Turn any location on Earth into 5 words. This was created in around 8 hours as a programming challenge. This system gives approximately 11 meters of precision and uses a checksum so many mistakes will be detected.
This project doesn't have an "official" name yet and probably never will. Feel free to fork it and make it something great.
map.py
can be called directly and should print 10 coordinates and their 5-word counterparts as an example.
You may use import map
in your own Python script to get the following two functions:
map.to_words(lat,lon)
- convert a latitude and longitude into 5 words. Returns a single string with the words separated by spaces.
map.to_coords(string)
- convert a string generated by the previous function into a coordinates tuple and a boolean to indicate if the checksum passed or not.
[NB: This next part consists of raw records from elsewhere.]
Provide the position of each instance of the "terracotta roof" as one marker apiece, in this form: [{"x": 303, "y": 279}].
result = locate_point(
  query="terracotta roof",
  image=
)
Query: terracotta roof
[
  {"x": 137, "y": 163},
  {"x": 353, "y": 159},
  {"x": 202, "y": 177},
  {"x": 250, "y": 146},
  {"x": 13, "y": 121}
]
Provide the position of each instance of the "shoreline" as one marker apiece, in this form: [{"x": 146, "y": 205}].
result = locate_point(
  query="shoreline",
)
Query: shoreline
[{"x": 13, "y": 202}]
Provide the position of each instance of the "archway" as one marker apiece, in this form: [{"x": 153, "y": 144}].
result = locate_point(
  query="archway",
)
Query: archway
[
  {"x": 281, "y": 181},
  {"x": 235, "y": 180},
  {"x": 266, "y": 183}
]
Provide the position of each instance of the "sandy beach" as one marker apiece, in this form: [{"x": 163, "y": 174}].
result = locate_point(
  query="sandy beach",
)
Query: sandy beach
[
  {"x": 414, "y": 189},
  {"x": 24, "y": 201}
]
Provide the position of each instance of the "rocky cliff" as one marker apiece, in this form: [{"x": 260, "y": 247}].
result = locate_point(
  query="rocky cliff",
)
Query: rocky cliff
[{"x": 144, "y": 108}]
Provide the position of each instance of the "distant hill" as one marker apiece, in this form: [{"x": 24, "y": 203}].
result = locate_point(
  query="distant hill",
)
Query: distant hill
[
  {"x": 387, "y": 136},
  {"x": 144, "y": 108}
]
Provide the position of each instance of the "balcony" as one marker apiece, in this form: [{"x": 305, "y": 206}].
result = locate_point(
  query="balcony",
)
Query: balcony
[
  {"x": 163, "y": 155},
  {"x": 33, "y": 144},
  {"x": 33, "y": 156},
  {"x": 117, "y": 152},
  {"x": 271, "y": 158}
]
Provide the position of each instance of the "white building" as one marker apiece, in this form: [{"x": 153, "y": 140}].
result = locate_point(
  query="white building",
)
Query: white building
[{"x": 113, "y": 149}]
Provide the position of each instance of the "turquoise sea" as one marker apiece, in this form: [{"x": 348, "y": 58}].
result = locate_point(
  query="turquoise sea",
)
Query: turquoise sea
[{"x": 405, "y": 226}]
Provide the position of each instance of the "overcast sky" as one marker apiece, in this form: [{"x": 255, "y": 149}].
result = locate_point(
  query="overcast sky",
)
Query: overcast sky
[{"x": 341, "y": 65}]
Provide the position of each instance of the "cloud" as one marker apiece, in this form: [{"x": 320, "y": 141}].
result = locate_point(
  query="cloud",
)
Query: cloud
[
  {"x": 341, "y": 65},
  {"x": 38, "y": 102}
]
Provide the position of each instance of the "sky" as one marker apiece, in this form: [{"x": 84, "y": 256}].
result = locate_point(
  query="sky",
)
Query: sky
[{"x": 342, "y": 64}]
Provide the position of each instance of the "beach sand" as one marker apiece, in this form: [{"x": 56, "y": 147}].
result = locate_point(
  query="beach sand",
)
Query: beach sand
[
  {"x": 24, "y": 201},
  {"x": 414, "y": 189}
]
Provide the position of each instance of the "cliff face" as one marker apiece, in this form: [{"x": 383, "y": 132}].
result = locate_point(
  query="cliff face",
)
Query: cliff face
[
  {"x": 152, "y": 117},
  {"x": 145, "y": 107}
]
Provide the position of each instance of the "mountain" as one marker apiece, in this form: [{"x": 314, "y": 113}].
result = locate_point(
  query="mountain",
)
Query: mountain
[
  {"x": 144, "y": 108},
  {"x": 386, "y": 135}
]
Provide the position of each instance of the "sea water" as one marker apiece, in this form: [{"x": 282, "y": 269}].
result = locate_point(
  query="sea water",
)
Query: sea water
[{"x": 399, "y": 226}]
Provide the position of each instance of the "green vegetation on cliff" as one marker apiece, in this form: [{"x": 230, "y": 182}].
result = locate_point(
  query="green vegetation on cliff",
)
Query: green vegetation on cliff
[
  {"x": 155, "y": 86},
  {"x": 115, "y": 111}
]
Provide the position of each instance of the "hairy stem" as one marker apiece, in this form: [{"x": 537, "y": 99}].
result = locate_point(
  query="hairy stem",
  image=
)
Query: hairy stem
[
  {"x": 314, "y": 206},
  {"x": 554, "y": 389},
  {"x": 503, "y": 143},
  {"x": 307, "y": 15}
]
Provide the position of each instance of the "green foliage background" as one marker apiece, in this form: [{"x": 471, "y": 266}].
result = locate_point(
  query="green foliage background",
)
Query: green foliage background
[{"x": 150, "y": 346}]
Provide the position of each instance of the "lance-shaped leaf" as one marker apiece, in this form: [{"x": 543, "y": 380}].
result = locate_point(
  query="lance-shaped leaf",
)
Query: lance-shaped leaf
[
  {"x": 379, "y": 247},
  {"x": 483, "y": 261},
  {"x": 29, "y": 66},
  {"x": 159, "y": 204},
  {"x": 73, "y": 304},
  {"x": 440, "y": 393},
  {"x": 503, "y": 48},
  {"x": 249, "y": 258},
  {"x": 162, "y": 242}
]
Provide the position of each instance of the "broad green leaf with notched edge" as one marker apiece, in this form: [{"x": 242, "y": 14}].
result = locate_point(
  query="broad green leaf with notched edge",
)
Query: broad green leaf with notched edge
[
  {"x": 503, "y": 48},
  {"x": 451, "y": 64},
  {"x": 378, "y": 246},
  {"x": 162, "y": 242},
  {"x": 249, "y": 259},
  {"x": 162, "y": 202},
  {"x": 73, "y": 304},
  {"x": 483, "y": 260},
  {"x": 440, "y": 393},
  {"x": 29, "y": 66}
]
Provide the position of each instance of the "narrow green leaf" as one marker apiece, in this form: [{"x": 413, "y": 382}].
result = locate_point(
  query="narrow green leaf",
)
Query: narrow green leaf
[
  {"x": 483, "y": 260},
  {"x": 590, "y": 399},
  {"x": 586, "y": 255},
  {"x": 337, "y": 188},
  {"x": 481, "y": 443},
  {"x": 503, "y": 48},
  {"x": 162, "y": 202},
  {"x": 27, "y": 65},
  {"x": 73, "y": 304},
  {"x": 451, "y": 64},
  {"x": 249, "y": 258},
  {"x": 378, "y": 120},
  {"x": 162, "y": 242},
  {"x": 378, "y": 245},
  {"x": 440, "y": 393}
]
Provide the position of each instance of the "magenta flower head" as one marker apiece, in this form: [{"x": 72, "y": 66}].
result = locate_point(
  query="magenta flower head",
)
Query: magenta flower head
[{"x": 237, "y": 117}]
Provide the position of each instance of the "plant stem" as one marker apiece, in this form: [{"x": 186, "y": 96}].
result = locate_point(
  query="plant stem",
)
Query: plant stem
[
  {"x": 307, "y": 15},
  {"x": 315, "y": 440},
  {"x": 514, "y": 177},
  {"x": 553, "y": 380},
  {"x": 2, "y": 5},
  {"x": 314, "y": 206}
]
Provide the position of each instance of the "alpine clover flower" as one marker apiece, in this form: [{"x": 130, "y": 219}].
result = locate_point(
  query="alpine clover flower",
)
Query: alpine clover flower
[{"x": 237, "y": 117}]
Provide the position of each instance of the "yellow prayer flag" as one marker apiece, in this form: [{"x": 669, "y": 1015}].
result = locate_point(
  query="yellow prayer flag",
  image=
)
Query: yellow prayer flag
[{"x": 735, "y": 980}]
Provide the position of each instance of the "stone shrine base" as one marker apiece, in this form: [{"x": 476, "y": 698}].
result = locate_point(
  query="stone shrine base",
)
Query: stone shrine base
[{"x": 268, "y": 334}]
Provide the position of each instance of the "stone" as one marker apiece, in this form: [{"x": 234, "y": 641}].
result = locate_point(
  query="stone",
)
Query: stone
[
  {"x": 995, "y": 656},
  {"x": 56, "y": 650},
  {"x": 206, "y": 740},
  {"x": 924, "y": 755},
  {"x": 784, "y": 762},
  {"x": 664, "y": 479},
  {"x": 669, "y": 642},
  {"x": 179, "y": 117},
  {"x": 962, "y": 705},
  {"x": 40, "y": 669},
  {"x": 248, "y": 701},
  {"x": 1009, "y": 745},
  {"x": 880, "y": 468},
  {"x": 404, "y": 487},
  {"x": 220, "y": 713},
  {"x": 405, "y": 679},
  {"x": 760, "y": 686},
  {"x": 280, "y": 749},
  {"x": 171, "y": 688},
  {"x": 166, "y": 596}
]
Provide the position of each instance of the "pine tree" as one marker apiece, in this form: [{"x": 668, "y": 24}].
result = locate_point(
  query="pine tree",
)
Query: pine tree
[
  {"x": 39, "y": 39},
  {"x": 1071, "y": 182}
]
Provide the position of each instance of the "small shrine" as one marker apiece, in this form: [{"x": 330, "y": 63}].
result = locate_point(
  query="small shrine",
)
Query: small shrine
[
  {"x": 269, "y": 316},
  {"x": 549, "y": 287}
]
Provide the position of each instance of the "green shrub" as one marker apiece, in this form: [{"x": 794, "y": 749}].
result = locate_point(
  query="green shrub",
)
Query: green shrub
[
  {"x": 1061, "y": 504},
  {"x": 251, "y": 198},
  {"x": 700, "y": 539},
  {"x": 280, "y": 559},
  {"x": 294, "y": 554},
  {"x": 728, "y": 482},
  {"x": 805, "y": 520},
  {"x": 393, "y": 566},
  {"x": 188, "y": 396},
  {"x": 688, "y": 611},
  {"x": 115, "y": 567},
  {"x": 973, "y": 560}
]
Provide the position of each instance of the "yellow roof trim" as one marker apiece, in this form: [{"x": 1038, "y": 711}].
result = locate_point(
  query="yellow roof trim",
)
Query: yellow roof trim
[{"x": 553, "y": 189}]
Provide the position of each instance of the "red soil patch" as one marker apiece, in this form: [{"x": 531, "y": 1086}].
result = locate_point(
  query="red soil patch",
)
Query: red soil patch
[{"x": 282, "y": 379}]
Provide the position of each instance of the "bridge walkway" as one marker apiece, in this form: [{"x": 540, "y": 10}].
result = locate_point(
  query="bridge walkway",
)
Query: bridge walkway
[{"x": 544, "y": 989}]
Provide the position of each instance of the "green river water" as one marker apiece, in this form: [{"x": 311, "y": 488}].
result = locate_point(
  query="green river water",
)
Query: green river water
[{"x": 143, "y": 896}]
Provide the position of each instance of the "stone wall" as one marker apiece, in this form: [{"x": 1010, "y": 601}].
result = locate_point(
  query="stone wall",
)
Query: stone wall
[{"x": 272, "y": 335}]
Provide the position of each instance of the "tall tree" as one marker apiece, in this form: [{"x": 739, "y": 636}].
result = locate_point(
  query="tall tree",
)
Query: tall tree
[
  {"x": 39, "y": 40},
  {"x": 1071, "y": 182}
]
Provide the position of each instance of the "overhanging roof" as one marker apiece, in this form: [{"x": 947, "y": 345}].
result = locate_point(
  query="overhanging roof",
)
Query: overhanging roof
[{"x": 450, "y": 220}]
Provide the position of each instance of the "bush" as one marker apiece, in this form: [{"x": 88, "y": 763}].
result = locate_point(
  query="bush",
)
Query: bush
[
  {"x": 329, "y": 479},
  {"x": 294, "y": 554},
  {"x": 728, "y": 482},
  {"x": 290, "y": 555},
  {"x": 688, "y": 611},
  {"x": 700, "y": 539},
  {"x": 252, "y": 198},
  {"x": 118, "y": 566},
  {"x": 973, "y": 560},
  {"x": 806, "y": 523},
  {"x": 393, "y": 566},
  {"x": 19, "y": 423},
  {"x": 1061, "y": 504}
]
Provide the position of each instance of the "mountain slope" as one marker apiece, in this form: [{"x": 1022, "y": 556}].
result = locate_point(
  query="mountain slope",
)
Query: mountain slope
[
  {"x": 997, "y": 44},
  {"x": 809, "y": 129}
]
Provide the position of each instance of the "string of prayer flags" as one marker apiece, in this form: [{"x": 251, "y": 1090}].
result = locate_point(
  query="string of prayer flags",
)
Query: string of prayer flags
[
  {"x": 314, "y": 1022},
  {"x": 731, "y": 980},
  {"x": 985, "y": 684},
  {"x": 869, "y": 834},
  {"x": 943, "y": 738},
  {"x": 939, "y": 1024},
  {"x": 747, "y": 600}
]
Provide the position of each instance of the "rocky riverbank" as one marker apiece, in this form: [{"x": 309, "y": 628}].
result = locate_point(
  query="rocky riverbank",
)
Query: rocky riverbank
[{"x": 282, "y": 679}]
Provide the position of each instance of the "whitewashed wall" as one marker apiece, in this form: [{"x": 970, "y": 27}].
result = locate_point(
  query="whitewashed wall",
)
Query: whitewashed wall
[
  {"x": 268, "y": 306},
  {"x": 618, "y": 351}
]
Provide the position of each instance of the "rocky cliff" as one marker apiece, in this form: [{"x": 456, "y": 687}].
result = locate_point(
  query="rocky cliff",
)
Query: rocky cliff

This repository also includes manual.py
which allows you to do lookups on the command line. It accepts either 5 words or a latitude and longitude. For example:
./manual.py 40.6892, -74.0445
returns Your five words --> cent limit frame choice install
./manual.py cent limit frame choice install
returns cent limit frame choice install matches (40.6892, -74.0445), Good checksum=True
These scripts have only been tested with Python 3.9.4, older Python versions may not work correctly.
Latitude/Longitude coordinates are split up into 4 numbers which are used as indices for a word list. The integer part of the latitude in addition to one digit after the decimal make up the first word; the same thing is done for longitude to make the second word. This means that the first 2 words alone represent coordinates with a single decimal digit of precision (eg, around 11km of precision).
The second two words are generated in a similar way using digits 2,3, and 4 (after the decimal). This means with 4 words the precision is around 11 meters. The fifth word is a checksum of the previous 4 and doesn't alter the precision.
Included in this repository is tests.py
. If you run it, coordinates will be randomly generated, turned into words, and turned back into coordinates again. The script will only stop running if a mismatch is found. So far, no mismatches have been found.
This system should be reliable but the word list may not be. Some "problematic" words might remain despite me removing some obvious issues. For example, both "color" and "colour" were in the list; this would have made it hard to communicate the 5 words using spoken words. I expect some pairs of words like these may still remain. Words which are pronounced the same (eg, there and their) may remain; you need to carefully check the word list before using this system for anything serious.
I'm not aware of any bugs which cause bad data to be returned unless bad data was given as an input. Assuming properly formatted strings/coordinates are provided, the return values should always be consistent.
The wordlist is stored at words.txt
and can be modified freely. You can't decode words generated with different wordlists; this means all changes you make will prevent you from decoding old strings reliably.
As long as the wordlist has 3700+ unique words, everything should work correctly.